Several times during the project, CETA artists demonstrated publicly both to support continued CETA funding at the federal level and to urge the City of New York to extend its contract with CCF. Nevertheless, by the beginning of 1980, CETA funding was disappearing and the CCF Artists Project was forced to close. One of its last acts was the publication of the book Artists Project: on the documentation and utilization of largely untapped resources, which thoroughly documents the history of the project. Many of its images were made by the three photographers of the documentation unit, George Malave, Blaise Tobia and Sarah Wells.

==Legacy==

Numerous artists employed in the CCF project went on to successful careers. Among them: sculptors Ursula von Rydingsvard, Christy Rupp and James Biederman; painters Hunt Slonem and Willie Birch; photographic artist Dawoud Bey; filmmaker and TV producer Marc Levin; poets Bob Holman and Pedro Pietri; dancers Martha Bowers and Vic Stornant. Some of the project’s administrators also achieved subsequent success: project director Rochelle Slovin became the founding director of the Museum of the Moving Image; coordinator Liz Thompson became the director of the Jacob's Pillow Dance Festival and later of the Lower Manhattan Cultural Council; coordinator Blondell Cummings gained fame as a dancer/choreographer, coordinator Suzanne Randolph became a widely recognized arts consultant, and Associate Director Charles Bernstein founded the SUNY-Buffalo Poetics Program.

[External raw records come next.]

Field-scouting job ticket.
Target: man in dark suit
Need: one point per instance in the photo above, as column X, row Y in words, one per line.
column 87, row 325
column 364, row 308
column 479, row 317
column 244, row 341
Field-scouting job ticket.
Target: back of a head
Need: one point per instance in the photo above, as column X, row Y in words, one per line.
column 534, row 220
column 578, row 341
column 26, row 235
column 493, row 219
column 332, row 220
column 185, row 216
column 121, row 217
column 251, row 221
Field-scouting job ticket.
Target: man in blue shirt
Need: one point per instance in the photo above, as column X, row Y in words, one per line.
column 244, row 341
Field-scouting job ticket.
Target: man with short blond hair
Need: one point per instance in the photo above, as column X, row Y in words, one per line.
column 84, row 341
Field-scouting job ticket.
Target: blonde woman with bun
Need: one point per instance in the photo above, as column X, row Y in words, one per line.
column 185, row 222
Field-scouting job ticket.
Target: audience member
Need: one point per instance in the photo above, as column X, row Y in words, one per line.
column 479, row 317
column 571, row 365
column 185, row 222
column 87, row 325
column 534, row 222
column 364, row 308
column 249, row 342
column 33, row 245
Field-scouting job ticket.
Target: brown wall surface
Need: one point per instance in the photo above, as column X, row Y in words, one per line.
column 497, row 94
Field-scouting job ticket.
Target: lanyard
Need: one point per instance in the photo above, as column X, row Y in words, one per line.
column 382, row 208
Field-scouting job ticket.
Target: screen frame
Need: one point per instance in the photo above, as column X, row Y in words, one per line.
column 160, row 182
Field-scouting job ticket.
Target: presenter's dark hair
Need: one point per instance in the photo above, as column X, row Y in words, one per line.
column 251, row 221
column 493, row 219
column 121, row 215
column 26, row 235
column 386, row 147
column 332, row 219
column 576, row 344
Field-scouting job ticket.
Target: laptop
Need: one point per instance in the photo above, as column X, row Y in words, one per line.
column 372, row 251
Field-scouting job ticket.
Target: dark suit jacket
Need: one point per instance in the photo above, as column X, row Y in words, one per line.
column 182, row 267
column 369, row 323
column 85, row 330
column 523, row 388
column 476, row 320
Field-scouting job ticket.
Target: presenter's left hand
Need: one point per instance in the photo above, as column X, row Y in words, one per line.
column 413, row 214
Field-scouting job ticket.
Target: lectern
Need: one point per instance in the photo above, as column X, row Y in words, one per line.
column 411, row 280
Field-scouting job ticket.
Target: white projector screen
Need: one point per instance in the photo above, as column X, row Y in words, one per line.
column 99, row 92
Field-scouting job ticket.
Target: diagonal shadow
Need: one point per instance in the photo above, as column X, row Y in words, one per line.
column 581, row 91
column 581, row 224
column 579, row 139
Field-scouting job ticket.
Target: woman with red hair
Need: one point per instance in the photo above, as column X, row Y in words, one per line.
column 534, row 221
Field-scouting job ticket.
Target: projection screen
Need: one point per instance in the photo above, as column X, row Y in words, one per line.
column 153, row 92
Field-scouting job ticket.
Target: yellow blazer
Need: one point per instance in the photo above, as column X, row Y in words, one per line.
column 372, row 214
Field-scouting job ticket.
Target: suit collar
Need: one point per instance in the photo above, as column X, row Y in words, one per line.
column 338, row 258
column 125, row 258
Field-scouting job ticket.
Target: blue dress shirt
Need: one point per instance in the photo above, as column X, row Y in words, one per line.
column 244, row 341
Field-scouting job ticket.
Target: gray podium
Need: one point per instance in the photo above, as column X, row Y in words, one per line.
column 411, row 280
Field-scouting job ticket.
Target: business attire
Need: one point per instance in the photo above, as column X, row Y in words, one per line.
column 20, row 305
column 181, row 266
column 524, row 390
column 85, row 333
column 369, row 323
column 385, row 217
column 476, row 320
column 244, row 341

Forty years later, only a few CETA public art projects remain. Most visible among these are two ceramic murals in Brooklyn’s Clark Street subway station. (The artists were Johan Selenraad and Alan Samalin; realization in ceramic was by Joe Stallone). Four successful and popular murals installed at the World Trade Center were destroyed in both the February 26, 1993 and the September 11, 2001 attacks. The Archives of the City of New York houses historical materials from and about the project.

In 2017, New York City recognized CETA's impact on the arts when it highlighted the program as a case study in Mayor Bill de Blasio's Cultural Plan, CreateNYC.